Yahoo! Inc. investor Starboard Value LP nominated nine directors to replace the entire board at the struggling Web portal, which it contends has been mismanaged under Chief Executive Officer Marissa Mayer.
Starboard, a longtime critic of the company and an activist shareholder with 1.7 percent of Yahoo shares, nominated its chief executive officer, Jeffrey Smith, among others for election at Yahoo's annual meeting later this year, according to a letter to shareholders.
With little progress to show for her revival efforts after more than three years, investors are losing patience with Mayer, who has presided over sluggish sales growth and failed to separate Yahoo's main Web business from its multibillion-dollar stake in Alibaba Group Holding Ltd. Starboard first began to call for changes in 2014 and recently stepped up criticism of management, even as Yahoo said it would consider alternatives, including the sale of the company's core operations.
“We have been extremely disappointed with Yahoo's dismal financial performance, poor management execution, egregious compensation and hiring practices, and general lack of accountability and oversight by the Board,” Starboard said in a letter to shareholders Thursday. “We believe the Board clearly lacks the leadership, objectivity, and perspective needed to make decisions that are in the best interests of shareholders.”
Yahoo said it “noted” Starboard's announcement regarding the board nominations. The board's nominating and governance committee will review the nominees and respond “in due course,” Yahoo said in a statement.
For Mayer, who sits on the board, it's another difficult step in her tenure that began as a turnaround effort when she arrived in July 2012. In February, she rolled out her latest plan to overhaul the company, calling for employee cuts, product closures, and other reductions to help drive efficiency and focus on growth opportunities.

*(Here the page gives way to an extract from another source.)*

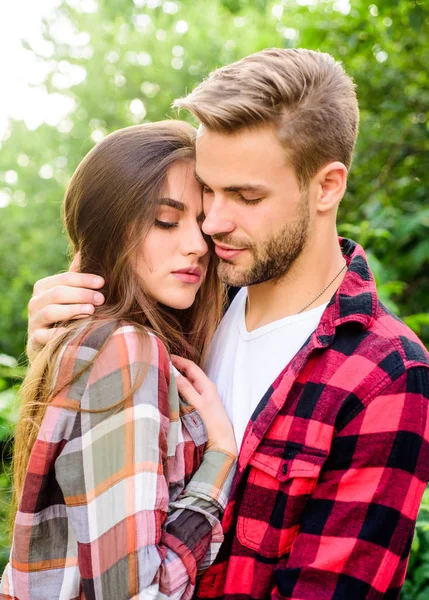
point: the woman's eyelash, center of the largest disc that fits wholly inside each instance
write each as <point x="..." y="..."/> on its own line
<point x="164" y="224"/>
<point x="247" y="201"/>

Earlier this month, Mayer said she would do what's best for investors as Yahoo considers its strategic options and she would like to keep her job leading the company even if it changes hands.
“I certainly hope the strategic alternative has a place for me,” she said in an interview on the “Charlie Rose Show” television program. “But that said, we'll obviously honor our commitments to our shareholders.”
Mayer stands to collect at least $12.4 million if she's terminated, including $3 million cash severance and about $9.34 million in equity vesting early and certain health and outplacement benefits, according to data compiled by Bloomberg.
Yahoo shares fell 1.8 percent to $34.19 at 9:46 a.m. They had gained 4.6 percent this year through Wednesday.
Nomination of Entirely New Board 'a Little Surprising'
“The fact that Starboard chose to nominate a full slate of directors was a little bit surprising,” said Paul Sweeney, an analyst at Bloomberg Intelligence. “It shows that they are not comfortable with the pace of restructuring that the management team and the board have undertaken so far.”
Earlier this month Yahoo added two new independent directors who have experience helping sell companies as it sought to bulk up the board to prepare for a proxy fight.
Starboard met with Yahoo on March 10, the day Yahoo appointed Eric Brandt and Catherine Friedman to the board, according to a person familiar with the matter. Starboard, who was not alerted about the new appointments prior to the meeting, has had contact with the Web portal since then, said the person, who asked not to be identified because the matter is private.
Starboard's outreach to Yahoo shareholders through proxy advisers has indicated tremendous support for its efforts, which gives it confidence in initiating the proxy fight, according to the same person.
Starboard is one of the most prolific U.S. activist investors and has a track record of successfully pushing companies to heed its wishes. In 2014, Starboard persuaded investors to replace Darden Restaurants Inc.'s entire 12-member board after the unpopular sale of its Red Lobster chain to Golden Gate Capital. Starboard also recently pressured office-supply rivals Staples Inc. and Office Depot Inc. into a merger.
Starboard held less than 1 percent of Yahoo stock at the end of 2015, according to data compiled by Bloomberg.
The fight with Starboard isn't Yahoo's first run-in with disgruntled activists. In 2012, Third Point LLC's Dan Loeb succeeded in getting himself and two nominees on the Yahoo board after tangling with former CEO Scott Thompson, who stepped down after failing to correct errors in his credentials. Later that year, Loeb was instrumental in getting Mayer to lead the company.